Towards a better understanding of neural networks: learning dynamics, interpretability and RL generalization

Seminar on Theoretical Machine Learning
Topic:Towards a better understanding of neural networks: learning dynamics, interpretability and RL generalization
Speaker:Maithra Raghu
Affiliation:Cornell University
Date:Monday, November 13
Time/Room:12:30pm - 1:45pm/White-Levy Room

With the continuing successes of deep learning, it becomes increasingly important to better understand the phenomena exhibited by these models, ideally through a combination of systematic experiments and theory. In this talk I discuss some of our work addressing questions in this space.

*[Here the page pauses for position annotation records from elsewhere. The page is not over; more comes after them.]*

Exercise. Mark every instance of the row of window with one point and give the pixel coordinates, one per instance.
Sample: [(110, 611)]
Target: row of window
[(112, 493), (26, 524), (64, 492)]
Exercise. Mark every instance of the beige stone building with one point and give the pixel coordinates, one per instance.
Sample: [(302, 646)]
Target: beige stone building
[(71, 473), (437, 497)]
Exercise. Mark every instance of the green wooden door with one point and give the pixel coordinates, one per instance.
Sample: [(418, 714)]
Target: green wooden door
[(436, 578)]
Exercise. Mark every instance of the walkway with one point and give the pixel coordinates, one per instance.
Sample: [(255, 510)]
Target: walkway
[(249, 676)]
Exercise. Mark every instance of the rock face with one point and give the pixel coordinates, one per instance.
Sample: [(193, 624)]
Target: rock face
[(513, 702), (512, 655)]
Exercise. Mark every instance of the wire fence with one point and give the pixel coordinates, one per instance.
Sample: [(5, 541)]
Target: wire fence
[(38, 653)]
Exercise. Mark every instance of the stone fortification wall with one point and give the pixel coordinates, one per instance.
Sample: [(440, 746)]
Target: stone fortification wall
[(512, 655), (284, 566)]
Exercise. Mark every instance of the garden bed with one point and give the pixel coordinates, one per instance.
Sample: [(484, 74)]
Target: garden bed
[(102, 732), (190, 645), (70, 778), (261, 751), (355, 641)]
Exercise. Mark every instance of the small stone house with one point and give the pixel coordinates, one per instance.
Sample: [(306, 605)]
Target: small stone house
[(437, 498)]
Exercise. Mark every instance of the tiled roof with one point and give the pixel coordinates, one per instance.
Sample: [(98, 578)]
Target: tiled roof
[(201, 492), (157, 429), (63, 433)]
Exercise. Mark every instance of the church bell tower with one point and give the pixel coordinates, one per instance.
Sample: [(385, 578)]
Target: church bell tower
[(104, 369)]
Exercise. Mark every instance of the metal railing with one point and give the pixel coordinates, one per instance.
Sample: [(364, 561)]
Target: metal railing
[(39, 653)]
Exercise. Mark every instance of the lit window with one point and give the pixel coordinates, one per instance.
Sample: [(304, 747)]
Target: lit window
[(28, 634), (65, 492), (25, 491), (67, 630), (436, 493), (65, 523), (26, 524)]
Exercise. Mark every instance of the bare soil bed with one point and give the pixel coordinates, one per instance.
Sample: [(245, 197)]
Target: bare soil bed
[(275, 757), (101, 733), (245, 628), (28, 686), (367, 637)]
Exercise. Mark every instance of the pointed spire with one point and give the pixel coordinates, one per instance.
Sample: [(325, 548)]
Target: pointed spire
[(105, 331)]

In the first part, I describe adapting Canonical Correlation Analysis (SVCCA), as a tool for quickly comparing two representations in a way that is both invariant to affine transform (allowing comparison between different layers and networks) and fast to compute (allowing more comparisons to be calculated than with previous methods). We deploy this tool to measure the intrinsic dimensionality of layers, showing in some cases needless over-parameterization; to probe learning dynamics throughout training, finding that networks converge to final representations from the bottom up; to show where class-specific information in networks is formed; and to suggest new training regimes that simultaneously save computation and overfit less. In the second part, I overview a new testbed of environments for deep reinforcement learning that let us study different RL algorithms, compare to supervised learning, and evaluate generalization in a systematic way.